İşte şu derece cihazâtça zenginlik ve sermâyece kesret, elbette ehemmiyetsiz, muvakkat şu hayat-ı dünyeviyenin tahsili için verilmemiştir. Belki, şöyle bir insanın vazife-i asliyesi, nihayetsiz makàsıda müteveccih vezâifini görüp, acz ve fakr ve kusurunu ubûdiyet sûretinde ilân etmek ve küllî nazarıyla mevcudâtın tesbihâtını müşâhede ederek, şehâdet etmek ve nimetler içinde imdadât-ı Rahmâniyeyi görüp şükretmek ve masnuâtta kudret-i Rabbâniyenin mu’cizâtını temâşâ ederek nazar-ı ibretle tefekkür etmektir.
Ey dünyaperest ve hayat-ı dünyeviyeye âşık ve sırr-ı ahsen-i takvîmden gàfil insan! Şu hayat-ı dünyeviyenin hakikatini, bir vâkıa-i hayaliyede, Eski Said görmüş. Onu Yeni Said’e döndürmüş olan şu vâkıa-i temsiliyeyi dinle.
Gördüm ki, ben bir yolcuyum, uzun bir yola gidiyorum, yani gönderiliyorum. Seyyidim olan zât, bana tahsis ettiği altmış altından tedricen birer miktar para veriyordu. Ben de sarf edip pek eğlenceli bir hana geldim. O handa, bir gece içinde on altını kumara mumara, eğlencelere ve şöhretperestlik yoluna sarf ettim. Sabahleyin elimde hiçbir para kalmadı; bir ticaret edemedim, gideceğim yer için bir mal alamadım. Yalnız, o paradan bana kalan elemler, günahlar ve eğlencelerden gelen yaralar, bereler, kederler benim elimde kalmıştı.
Birden, ben o hazin hâlette iken, orada bir adam peydâ oldu. Bana dedi:
"Bütün bütün sermâyeni zâyi ettin; tokata da müstehak oldun. Gideceğin yere de, müflis olarak, elin boş gideceksin. Fakat, aklın varsa, tevbe kapısı açıktır, bundan sonra sana verilecek bakî kalan on beş altından, her eline geçtikçe, yarısını ihtiyaten muhâfaza et; yani, gideceğin yerde sana lâzım olacak bâzı şeyleri al."

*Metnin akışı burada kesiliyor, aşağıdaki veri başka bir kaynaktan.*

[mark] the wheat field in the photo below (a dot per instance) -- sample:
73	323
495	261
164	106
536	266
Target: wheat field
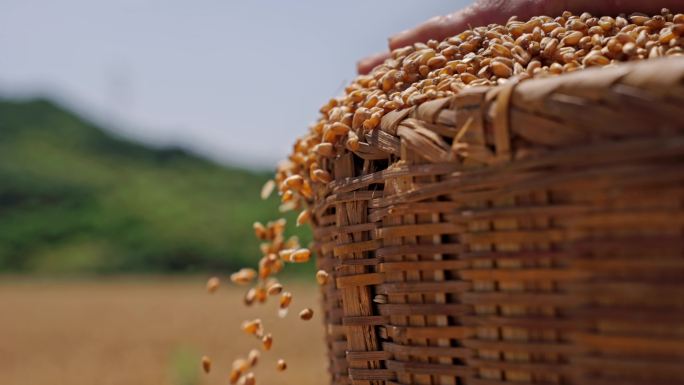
147	331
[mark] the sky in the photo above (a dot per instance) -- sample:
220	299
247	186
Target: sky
234	81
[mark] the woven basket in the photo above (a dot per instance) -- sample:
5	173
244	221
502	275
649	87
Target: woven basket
528	233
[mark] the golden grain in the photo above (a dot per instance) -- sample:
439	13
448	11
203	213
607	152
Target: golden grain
253	357
267	341
206	364
306	314
252	327
275	289
267	189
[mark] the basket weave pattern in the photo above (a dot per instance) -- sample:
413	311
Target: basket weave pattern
528	233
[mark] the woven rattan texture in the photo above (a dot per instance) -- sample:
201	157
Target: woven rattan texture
530	233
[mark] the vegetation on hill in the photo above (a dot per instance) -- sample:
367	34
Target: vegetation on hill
74	199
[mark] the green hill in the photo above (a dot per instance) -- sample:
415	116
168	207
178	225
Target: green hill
75	199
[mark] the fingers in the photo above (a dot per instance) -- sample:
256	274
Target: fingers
441	27
484	12
366	64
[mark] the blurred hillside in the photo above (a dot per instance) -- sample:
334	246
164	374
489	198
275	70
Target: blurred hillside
75	199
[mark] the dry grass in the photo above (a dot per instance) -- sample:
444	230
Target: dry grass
146	332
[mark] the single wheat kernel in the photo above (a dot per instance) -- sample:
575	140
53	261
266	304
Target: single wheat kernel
244	276
275	289
261	295
267	189
250	297
213	284
253	357
206	364
322	277
252	327
241	365
303	217
306	314
285	299
260	231
249	379
267	341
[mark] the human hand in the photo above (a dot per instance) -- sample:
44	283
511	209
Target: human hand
483	12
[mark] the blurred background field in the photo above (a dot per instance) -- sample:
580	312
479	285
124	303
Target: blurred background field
134	140
123	331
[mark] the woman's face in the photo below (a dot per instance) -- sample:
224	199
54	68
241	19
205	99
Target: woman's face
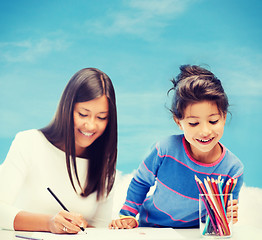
90	121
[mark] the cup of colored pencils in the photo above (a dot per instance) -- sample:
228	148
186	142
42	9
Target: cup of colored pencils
213	204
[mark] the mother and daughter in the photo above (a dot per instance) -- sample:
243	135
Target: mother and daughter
75	155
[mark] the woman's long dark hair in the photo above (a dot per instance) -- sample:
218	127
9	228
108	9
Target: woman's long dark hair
87	84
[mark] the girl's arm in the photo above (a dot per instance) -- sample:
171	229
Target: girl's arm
143	179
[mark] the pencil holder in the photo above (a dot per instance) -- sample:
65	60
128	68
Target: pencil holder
213	220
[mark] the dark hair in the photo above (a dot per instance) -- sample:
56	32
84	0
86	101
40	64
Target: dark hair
195	84
85	85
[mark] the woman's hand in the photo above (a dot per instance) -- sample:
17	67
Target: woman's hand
67	222
124	223
235	211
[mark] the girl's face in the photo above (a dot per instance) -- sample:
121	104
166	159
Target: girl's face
90	121
203	127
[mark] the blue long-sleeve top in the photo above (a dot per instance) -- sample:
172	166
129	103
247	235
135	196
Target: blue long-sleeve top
175	201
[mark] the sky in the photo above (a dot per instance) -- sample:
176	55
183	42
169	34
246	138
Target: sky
140	45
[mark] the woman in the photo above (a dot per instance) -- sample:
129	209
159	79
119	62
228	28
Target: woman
75	156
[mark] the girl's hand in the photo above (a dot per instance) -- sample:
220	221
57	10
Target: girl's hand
67	222
235	211
124	223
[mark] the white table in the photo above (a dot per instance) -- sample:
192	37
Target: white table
239	233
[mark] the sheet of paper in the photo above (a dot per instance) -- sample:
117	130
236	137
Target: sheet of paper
108	234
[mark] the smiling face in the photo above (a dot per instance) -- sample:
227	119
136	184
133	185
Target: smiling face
203	127
90	121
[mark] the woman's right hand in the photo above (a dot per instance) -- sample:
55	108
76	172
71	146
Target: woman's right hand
67	222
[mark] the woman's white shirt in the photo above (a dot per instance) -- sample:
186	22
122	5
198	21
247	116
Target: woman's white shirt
32	165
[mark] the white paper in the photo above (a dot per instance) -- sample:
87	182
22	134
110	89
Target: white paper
116	234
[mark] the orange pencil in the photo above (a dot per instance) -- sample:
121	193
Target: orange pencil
221	218
226	191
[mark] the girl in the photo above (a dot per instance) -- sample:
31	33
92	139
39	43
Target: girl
75	155
199	108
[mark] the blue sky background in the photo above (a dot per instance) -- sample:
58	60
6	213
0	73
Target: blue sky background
140	45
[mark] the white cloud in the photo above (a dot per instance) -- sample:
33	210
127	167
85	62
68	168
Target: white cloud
141	18
30	50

Baktım, nefsim râzı olmuyor. "Üçte birisini" dedi; ona da nefsim itaat etmedi. Sonra "Dörtte birisini" dedi. Baktım; nefsim mübtelâ olduğu âdetini terk edemiyor. O adam hiddetle yüzünü çevirdi, gitti.
Birden, o hal değişti. Baktım ki, ben tünel içinde sukut eder gibi bir süratle giden bir şimendifer içindeyim. Telâş ettim.